The market for Google Analytics alternatives is crowded. There's Plausible, Ahrefs web analytics, onedollarstats.com, PostHog, Matomo, Unami, Grafana, Microsoft Clarity (free at any scale), and so many others. Despite minor differences these products all compete for the same users (e.g. if someone is a PostHog customer they probably won't be using Ahref web analytics) yet most of these companies offer generous free tiers while rybbit only a free trial.

How do products like rybbit.io stay competitive without a similar free tier or major differentiation?
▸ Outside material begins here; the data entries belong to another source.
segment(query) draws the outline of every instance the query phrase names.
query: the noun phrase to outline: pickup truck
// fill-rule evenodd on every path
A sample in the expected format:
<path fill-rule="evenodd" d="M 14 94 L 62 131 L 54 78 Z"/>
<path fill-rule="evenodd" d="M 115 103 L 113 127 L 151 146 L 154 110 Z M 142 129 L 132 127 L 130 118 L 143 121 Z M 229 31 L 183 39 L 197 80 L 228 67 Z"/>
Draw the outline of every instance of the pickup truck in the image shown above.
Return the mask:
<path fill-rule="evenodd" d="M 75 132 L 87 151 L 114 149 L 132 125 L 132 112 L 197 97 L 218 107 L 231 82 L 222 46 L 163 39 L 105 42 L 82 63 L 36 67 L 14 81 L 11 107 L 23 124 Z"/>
Is rybbit generating revenue for its hosted plan?

openplatypus

As a founder in this space, it not as bad as you think. There are niches in this crowded yet broad space.

Plausible - good for self-hosting, but their SaaS is very expensive and FOSS vs SaaS offering differ.

Ahrefs - they will use your traffic to improve your competitor research, you really should use them cautiously.

Matomo - feature rich but can be overwhelming.

Posthog - its SaaS is US based so dismissed early by EU customers.

Clarity, like GA has serious privacy issues.

Our product, Wide Angle Analytics, has its own gotchas compared to competitors - its opinionated and there are folks who do not agree with our opinions, but the landscape of websites is so vast that you find your client nevertheless.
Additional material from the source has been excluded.